Я сразу почувствовал, как резко изменилась политическая ситуация в стране. Уже через два-три дня меня навестили несколько надзирателей и начальник тюремного корпуса – бывшие офицеры и солдаты Бригады особого назначения, находившейся под моим началом в годы войны. Они приходили поприветствовать и подбодрить меня, открыто ругали Хрущева за то, что он отменил доплату за воинские звания в МВД и тем самым поставил их в положение людей второго сорта по сравнению с военнослужащими Советской Армии и КГБ. Их также возмущало, что Хрущев отложил на 20 лет выплату по облигациям государственных займов, на которые все мы обязаны были подписываться на сумму от 10 до 20 процентов заработной платы. Я не знал, что им ответить, но благодарил за моральную поддержку и за возможность самому побриться – впервые за пять лет.
«По «вертушке» мне позвонил генеральный прокурор Руденко и потребовал явиться к нему, чтобы, как он выразился, «прояснить некоторые известные вам существенные факты».
Роман Андреевич Руденко (1907–1981) – советский государственный деятель, Действительный государственный советник юстиции (1953), Генеральный прокурор СССР (1953–1981), Герой Социалистического Труда (1972), член ЦК КПСС (с 1961). Входил в состав особой тройки НКВД СССР.
«В Прокуратуре СССР я столкнулся в приемной с генералом армии, Героем Советского Союза Масленниковым, который вышел из кабинета Руденко… Позднее я узнал потрясшую меня новость – Масленников застрелился в своем кабинете».
Иван Иванович Масленников (1900–1954) – советский военачальник, генерал армии (1944). Герой Советского Союза (8 сентября 1945). В июне 1948 года был назначен на должность заместителя министра внутренних дел СССР по войскам и одновременно с января 1952 года был назначен на должность члена коллегии МВД СССР. В марте 1953 года был назначен на должность заместителя министра внутренних дел СССР.

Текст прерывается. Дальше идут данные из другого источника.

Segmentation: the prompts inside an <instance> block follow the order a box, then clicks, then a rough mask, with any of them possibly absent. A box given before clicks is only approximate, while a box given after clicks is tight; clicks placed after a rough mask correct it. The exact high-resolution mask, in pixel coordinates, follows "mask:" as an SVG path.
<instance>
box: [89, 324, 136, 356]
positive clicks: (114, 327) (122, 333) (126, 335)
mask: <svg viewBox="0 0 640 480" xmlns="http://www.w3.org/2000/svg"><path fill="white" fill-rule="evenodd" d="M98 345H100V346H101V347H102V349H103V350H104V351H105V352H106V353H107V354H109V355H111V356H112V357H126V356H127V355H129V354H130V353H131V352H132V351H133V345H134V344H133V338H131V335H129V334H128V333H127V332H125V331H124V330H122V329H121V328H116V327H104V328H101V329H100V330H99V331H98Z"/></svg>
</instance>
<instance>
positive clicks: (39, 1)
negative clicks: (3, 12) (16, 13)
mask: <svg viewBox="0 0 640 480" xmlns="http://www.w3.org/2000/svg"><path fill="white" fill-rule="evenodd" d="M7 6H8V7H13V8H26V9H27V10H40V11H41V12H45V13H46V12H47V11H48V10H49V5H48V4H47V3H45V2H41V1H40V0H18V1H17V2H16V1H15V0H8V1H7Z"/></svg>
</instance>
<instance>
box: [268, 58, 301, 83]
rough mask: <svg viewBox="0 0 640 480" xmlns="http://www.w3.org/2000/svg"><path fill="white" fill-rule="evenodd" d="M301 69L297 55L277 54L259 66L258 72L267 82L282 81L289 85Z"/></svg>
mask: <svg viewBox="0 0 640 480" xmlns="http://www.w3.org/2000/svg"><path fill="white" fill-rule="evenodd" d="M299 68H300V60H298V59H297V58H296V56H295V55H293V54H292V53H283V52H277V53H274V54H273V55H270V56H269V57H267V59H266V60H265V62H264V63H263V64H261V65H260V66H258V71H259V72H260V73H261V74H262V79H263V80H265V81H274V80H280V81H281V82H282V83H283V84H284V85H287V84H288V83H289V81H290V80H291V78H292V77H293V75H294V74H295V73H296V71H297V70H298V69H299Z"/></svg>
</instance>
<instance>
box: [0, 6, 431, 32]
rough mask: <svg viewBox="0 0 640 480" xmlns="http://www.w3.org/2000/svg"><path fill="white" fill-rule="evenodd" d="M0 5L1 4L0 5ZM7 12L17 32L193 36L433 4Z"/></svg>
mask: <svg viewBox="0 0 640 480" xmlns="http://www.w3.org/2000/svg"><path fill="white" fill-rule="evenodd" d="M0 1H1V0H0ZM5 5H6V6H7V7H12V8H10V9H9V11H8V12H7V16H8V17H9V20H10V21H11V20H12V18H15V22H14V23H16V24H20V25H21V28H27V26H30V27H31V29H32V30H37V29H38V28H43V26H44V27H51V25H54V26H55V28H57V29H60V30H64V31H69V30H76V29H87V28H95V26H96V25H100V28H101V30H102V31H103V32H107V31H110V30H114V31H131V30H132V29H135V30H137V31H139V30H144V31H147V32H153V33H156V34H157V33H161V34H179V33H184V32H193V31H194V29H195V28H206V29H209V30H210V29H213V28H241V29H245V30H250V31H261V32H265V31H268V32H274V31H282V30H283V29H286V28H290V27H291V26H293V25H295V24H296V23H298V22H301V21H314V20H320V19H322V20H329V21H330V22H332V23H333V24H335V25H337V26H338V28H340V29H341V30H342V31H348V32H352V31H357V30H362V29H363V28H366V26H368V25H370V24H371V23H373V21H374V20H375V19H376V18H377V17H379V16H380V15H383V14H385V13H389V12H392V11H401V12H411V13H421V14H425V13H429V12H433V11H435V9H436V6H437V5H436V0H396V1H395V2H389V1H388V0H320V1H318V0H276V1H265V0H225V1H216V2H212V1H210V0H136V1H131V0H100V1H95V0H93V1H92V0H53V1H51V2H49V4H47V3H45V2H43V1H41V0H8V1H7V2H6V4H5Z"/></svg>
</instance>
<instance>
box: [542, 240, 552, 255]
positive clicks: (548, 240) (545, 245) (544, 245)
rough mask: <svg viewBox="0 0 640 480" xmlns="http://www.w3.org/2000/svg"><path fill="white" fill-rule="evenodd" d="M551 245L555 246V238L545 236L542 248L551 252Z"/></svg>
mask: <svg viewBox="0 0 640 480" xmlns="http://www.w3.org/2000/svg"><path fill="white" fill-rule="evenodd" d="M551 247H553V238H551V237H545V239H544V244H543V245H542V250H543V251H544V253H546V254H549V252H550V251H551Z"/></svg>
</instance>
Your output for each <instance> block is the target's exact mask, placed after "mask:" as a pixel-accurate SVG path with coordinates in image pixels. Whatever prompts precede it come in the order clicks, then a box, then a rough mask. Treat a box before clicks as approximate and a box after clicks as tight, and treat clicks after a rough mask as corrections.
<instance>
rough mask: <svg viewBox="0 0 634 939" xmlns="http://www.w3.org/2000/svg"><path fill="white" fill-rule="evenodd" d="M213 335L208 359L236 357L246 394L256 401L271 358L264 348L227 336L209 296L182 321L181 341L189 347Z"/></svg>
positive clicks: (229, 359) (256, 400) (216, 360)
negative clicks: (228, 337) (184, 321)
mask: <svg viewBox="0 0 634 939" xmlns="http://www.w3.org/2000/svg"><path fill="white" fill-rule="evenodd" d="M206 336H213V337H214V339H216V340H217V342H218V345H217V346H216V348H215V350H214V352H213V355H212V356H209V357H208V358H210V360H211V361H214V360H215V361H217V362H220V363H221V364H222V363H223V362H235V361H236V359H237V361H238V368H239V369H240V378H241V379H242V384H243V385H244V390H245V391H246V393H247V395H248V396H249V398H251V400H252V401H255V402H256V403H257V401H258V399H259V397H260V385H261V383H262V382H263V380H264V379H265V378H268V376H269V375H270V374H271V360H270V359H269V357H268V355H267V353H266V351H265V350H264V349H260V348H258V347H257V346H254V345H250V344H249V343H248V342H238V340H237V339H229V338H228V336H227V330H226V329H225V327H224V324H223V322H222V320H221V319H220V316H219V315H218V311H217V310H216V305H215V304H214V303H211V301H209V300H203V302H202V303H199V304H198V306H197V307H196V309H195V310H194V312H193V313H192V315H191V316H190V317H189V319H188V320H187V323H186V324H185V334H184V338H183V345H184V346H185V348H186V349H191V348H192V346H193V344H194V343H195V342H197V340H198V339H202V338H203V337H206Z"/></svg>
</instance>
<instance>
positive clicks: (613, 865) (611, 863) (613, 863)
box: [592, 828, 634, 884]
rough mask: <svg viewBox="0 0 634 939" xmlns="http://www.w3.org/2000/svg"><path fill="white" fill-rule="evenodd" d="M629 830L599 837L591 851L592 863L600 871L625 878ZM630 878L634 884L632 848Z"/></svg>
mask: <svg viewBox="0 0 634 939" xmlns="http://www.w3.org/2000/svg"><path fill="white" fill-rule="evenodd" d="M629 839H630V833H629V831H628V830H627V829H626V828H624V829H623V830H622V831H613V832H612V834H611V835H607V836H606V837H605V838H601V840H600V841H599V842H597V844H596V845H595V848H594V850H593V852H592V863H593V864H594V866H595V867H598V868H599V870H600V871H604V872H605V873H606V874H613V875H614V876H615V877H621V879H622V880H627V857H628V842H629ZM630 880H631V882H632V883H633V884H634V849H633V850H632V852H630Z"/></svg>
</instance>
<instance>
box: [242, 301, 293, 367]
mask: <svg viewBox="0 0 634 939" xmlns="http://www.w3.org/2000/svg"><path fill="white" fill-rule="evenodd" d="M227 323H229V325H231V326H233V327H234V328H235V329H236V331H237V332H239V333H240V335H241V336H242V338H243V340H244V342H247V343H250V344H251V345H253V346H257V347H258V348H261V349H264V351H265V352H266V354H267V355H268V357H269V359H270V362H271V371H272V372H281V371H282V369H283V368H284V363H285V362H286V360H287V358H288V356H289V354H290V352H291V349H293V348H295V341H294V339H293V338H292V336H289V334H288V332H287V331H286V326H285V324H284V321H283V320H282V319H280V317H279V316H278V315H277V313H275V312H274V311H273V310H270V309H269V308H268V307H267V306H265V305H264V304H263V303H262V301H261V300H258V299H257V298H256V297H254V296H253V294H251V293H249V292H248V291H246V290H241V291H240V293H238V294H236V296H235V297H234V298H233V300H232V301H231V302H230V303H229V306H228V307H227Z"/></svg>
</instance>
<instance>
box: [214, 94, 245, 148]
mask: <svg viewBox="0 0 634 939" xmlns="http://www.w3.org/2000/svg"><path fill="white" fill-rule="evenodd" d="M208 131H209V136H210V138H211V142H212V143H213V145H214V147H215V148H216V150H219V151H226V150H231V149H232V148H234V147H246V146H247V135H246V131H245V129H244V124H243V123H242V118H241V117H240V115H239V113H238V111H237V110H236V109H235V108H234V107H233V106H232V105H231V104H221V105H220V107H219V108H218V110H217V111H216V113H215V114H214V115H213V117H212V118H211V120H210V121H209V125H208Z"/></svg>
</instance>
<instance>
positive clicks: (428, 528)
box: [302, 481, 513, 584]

Глава 21. Оклеветанный и реабилитированный
Как расправлялись с нежелательными для властей свидетелями
Вскоре начались допросы. На этот раз уже не Цареградский вел мое дело (позже мне говорили, что его уволили из прокуратуры по подозрению во взяточничестве). Его сменил специальный помощник Руденко Преображенский, работавший в паре со старшим следователем Андреевым. Преображенскому было за 50, он ходил на костылях, что отразилось на его характере – сквалыжном и замкнутом. Он, кстати, вошел в историю борьбы властей с интеллигенцией, подготовив для Руденко записку в ЦК, что Борис Пастернак якобы вел себя на допросах трусливо. Угрюмость Преображенского составляла разительный контраст с манерой поведения Андреева. Андреев был моложе, всегда аккуратно одет, ироничен и часто позволял себе шуточки по поводу выдвинутых против меня обвинений. Он протоколировал допрос, не искажая моих ответов, и я почувствовал, что он начал симпатизировать мне, после того как выяснил, что к убийству Михоэлса я не имел никакого отношения, как и к экспериментам на людях, приговоренных к смерти, проводившимся сотрудниками токсикологической лаборатории. Суть моего дела, по словам Андреева, была ясна, но большого тюремного срока мне все равно не избежать, учитывая отношение высшего руководства к людям, работавшим с Берией. Он предположил, что мне дадут 15 лет.
Преображенский тем временем подготовил фальсифицированные протоколы допросов, но я отказался их подписать и вычеркнул все ложные обвинения, которые он мне инкриминировал. Затем Преображенский пытался шантажировать меня, заявив, что добавит новое обвинение – симуляцию сумасшествия, на что я спокойно ответил:
– Пожалуйста, но вам придется аннулировать два заключения медицинской комиссии, подтверждающие, что я находился в состоянии ступора и совершенно не годился для допросов.
В свою очередь, я обвинил Цареградского и Руденко в том, что они довели меня, лишая сна более трех месяцев и заключив в камеру без окон, до того состояния, из которого нельзя выйти без длительного лечения.